What are some advantages to being a “first mover” in a particular industry. What are some drawbacks or concerns?
It's an interesting question, the more so the more you think about it.

And a lot of the factors can be both advantages and (potential) disadvantages as well. I'd say the main criteria are firstly not just to have the right idea - but to try to bring it to market at the right time. Second is to promote hard whilst you're the only player in the market, get YOUR brand or whatever established before the market can react and try to compete.

A potential advantage is it gives you the OPPORTUNITY to get your standard established as de facto, let alone your name associated with whatever the "new thing" is. But if it's slow getting off the mark, either through lack of promotion or because it's ahead of it's time, that won't happen, your competitors are likely to bring out an improved standard some time later, and in that case the original standard becomes a millstone - not an asset.
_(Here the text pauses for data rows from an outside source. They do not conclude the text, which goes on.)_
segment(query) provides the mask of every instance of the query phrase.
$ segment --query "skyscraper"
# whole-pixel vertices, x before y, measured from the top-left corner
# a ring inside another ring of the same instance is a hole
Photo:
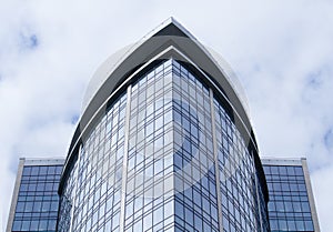
[[[262,165],[235,74],[173,19],[97,70],[64,162],[23,162],[8,232],[319,232],[305,160]]]
[[[269,231],[242,89],[173,19],[98,69],[59,193],[59,231]]]
[[[20,159],[7,232],[56,232],[63,159]]]
[[[320,231],[305,159],[262,159],[272,232]]]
Best example I can think of is domestic videocassettes. Betamax preceded VHS but ultimately lost the battle. There were two fundamental reasons, technical was down to VHS being more expandable, more able for it's feature set to be able to be expanded. The other was licensing - the VHS standard was more open and easier for more manufacturers to produce their own models.
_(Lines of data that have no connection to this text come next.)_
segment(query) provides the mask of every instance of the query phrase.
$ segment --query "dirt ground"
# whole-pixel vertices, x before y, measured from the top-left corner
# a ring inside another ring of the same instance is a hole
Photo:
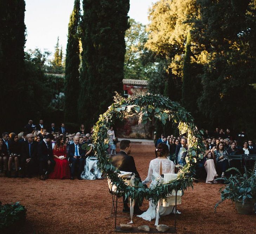
[[[133,144],[138,171],[144,179],[149,162],[155,158],[154,147]],[[256,215],[237,214],[235,205],[224,202],[214,213],[219,200],[221,185],[195,183],[193,189],[185,191],[178,209],[178,233],[256,233]],[[21,232],[26,233],[112,233],[113,218],[110,218],[112,206],[106,179],[74,181],[0,178],[0,199],[3,204],[20,201],[27,209],[27,221]],[[121,217],[117,223],[129,221],[127,214],[118,209]],[[141,209],[146,210],[145,201]],[[134,226],[153,226],[155,220],[149,222],[135,216]],[[173,226],[173,215],[162,217],[159,224]]]

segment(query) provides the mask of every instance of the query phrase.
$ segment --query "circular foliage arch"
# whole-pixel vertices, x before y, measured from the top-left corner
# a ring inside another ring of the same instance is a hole
[[[146,188],[138,179],[136,179],[135,186],[131,187],[118,177],[120,172],[112,164],[111,157],[106,151],[109,147],[107,132],[115,120],[123,120],[134,116],[138,116],[139,124],[145,124],[153,118],[158,119],[164,125],[167,121],[172,121],[178,123],[180,134],[186,134],[188,144],[186,163],[179,170],[175,180],[154,188]],[[150,198],[156,203],[159,199],[166,198],[173,189],[184,191],[188,187],[193,187],[197,161],[203,158],[201,153],[204,148],[201,134],[203,133],[201,131],[200,133],[190,114],[178,102],[159,94],[148,93],[125,99],[117,94],[113,103],[107,111],[100,115],[93,128],[93,138],[98,166],[117,186],[118,193],[124,193],[126,197],[140,201],[144,198],[148,200]]]

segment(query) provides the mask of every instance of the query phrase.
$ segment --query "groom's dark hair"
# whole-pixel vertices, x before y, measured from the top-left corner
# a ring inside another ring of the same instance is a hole
[[[120,149],[125,149],[126,147],[129,147],[131,141],[129,140],[122,140],[120,141]]]

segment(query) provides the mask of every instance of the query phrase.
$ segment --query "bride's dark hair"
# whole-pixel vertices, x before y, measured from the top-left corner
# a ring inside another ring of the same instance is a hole
[[[169,149],[168,146],[165,143],[159,143],[157,146],[155,153],[156,153],[156,158],[158,157],[167,158],[169,155]]]

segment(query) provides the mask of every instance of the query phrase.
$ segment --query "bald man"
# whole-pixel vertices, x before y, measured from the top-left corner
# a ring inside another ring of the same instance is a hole
[[[38,142],[34,141],[33,134],[27,135],[27,140],[21,143],[21,174],[31,178],[35,172],[37,155]]]
[[[84,168],[85,151],[82,149],[81,144],[79,143],[79,136],[75,136],[73,140],[74,143],[71,144],[68,148],[69,161],[72,163],[70,169],[71,176],[70,179],[71,180],[74,179],[76,165],[78,163],[78,179],[81,180],[81,173]]]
(This gave rise to the myth that Betamax was inherently better quality than VHS. That is not true as such. Compare like for like models (in terms of price) and at any given time there was little to choose between them. BUT Betamax were nearly always high spec, high spec - VHS came in a wide range, including some which can best be described as cheap and cheerful. Compare a Betamax machine with a far cheaper VHS model, and yes, it was better - compare two machines the same price and there was little in it.)

Sabyasachi Patra
December 2nd, 2014, 08:02 AM
The Nikon D90 was announced on Aug 27th and Canon 5DII was announced on Sep 17th 2008. Basically three weeks apart were the announcements of both these cameras. Camera announcements are based on strategy to see the hand of the competitor and hence the date of announcement depends on the tactics the company follows. Competitors keep an eye on each other. In view of this, terming Nikon as the early mover is a fallacy. D90 was basically a 720p camera with worst jello vis-a-vis Canon 5DII with 1080p and a full frame sensor. So generalisation that the first movers don't do well doesn't apply here.

In digital cameras, Kodak had the technology but didn't come to market first. Kodak launched the 14 megapixel DCS Pro SLR/c on Mar 18,2004 but Canon had launched the 11 megapixel 1Ds on Sep 24, 2002. Kodak perhaps had no incentive to be a disrupt its film roll business and hence didn't bring the digital technology to the market.

Having said that, history is replete with examples of first movers grinding to a dust.

Xerox corporation was the early leader in photocopiers but it lost out. In most of the markets it is also ran.

RED came out with 4K cameras, although those were heavy suitcases and a lot of those sold. Sony, panasonic, ikegami and others were selling 1080i cameras and talking of 2k but not 4k. Today Arri, Sony, Canon etc have hit back and have nullified that lead of RED.

The fact is you become a first mover due to an idea. However, execution of that idea and continual refinement of it is very important. The early mover loses out on that if it doesn't have the willpower, resources, market acumen.

Andrew Smith
December 7th, 2014, 07:55 PM
The downside of being a first mover when buying gear is that you can get burnt a bit, or so it feels.

I still remember purchasing a very expensive SCSI connected Syquest 5Ľ inch 44/88Mb removable media drive. Just weeks later their 3˝ inch 270Mb drive was announced. I really hated that.